The Candlestick chart is used in stocks, equity, foreign exchange and commodities trading to keep track of the price movement. You can use it in all time frames—whether you are a long term investor or indulge in day trading, this chart can be equally useful.
Anatomy of a Candlestick Chart
The Candlestick chart is plotted with a data set that contains Open, Close, High and Low values for each time period you want to plot. The hollow/solid portion is called the Body. The lines above and below the Body are called Upper and Lower Shadow respectively. The Highest Trading Price is marked by the top of the Upper Shadow and the Lowest trading Price is marked by the bottom of the Lower Shadow. During selling pressure(Bearish tendencies), the Opening Price is more than the Closing Price and you get a solid body. Conversely, during buying pressure (Bullish tendencies), the Closing Price is more than the Opening Price and you get a hollow body.
How to interpret Candlestick charts ?
The chart below plots the stock price movement of GE for 1 month.
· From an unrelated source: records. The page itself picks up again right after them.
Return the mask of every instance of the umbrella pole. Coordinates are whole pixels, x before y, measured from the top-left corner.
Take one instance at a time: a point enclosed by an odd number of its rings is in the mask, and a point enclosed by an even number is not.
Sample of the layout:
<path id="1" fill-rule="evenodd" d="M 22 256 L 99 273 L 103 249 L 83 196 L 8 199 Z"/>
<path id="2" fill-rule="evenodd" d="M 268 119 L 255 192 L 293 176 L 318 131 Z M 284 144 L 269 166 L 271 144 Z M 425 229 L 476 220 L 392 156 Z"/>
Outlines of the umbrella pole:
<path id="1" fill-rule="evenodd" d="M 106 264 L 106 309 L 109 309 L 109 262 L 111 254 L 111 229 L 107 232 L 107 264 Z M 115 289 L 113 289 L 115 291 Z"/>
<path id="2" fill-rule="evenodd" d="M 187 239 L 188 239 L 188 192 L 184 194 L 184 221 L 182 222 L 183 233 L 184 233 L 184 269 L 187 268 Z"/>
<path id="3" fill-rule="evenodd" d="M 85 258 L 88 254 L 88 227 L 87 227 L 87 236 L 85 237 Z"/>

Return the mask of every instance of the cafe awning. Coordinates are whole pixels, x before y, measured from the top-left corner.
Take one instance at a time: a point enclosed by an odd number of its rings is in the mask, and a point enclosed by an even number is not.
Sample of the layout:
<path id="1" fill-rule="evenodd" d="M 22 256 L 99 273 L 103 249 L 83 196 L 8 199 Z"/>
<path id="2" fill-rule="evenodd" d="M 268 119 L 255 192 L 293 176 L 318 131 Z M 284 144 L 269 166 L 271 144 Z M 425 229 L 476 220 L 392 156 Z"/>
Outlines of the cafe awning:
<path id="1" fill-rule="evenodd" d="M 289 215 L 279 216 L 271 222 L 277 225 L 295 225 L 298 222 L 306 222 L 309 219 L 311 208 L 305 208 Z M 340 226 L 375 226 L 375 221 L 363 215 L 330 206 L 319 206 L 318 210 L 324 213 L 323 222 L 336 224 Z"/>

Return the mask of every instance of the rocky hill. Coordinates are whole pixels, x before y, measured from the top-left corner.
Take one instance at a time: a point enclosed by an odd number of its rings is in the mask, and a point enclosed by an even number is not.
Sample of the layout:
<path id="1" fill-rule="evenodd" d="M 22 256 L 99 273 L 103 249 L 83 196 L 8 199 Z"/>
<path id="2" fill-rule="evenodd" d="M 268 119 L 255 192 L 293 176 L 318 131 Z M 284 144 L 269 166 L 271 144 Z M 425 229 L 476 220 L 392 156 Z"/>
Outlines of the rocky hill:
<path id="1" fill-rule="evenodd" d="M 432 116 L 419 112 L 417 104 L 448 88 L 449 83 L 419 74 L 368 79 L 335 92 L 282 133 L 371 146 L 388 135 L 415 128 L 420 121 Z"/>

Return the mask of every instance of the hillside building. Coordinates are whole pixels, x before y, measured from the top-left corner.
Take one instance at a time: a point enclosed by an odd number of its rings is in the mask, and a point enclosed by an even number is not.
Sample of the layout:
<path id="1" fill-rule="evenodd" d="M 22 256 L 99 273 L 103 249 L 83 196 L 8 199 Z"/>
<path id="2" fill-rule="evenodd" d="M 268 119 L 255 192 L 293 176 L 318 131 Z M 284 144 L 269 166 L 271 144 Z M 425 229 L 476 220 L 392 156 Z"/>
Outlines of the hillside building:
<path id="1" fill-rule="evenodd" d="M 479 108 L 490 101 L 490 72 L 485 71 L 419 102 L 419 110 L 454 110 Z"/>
As we saw earlier, each Candlestick shows the opening price, closing price, highest trading price and lowest trading price of the stock on that particular day. Based on these 4 prices, Candlesticks can form various patterns like Engulfing, Hammer, Shooting Star, Doji and many more. We discuss some of these patterns in the next section.
Candlestick Chart Patterns
Bullish Engulfing pattern is formed when a small solid Candlestick is followed by a large hollow Candlestick which completely 'engulfs' the smaller Candlestick. It indicates that the buyers have taken control of a stock's price movement from the sellers.
Bearish Engulfing pattern is formed when a small hollow Candlestick is followed by a large solid Candlestick which completely ‘engulfs’ the smaller Candlestick. It indicates that the sellers have taken control of a stock’s price movement from the buyers.
Hammer candlestick is formed when a stock moves significantly lower than the opening price but rallies in the day to close above or near the opening price.
Shooting Star (Bullish)
Shooting Star candlestick is formed when a stock moves significantly higher than the opening price but rallies in the day to close below or near the opening price. It is an inverted Hammer.
Doji candlesticks form when a stock's open and close are almost equal. The length of the upper and lower shadows can vary, and the resulting candlestick looks like a cross, an inverted cross, or a plus sign. A Doji indicates a sense of indecision between buyers and sellers.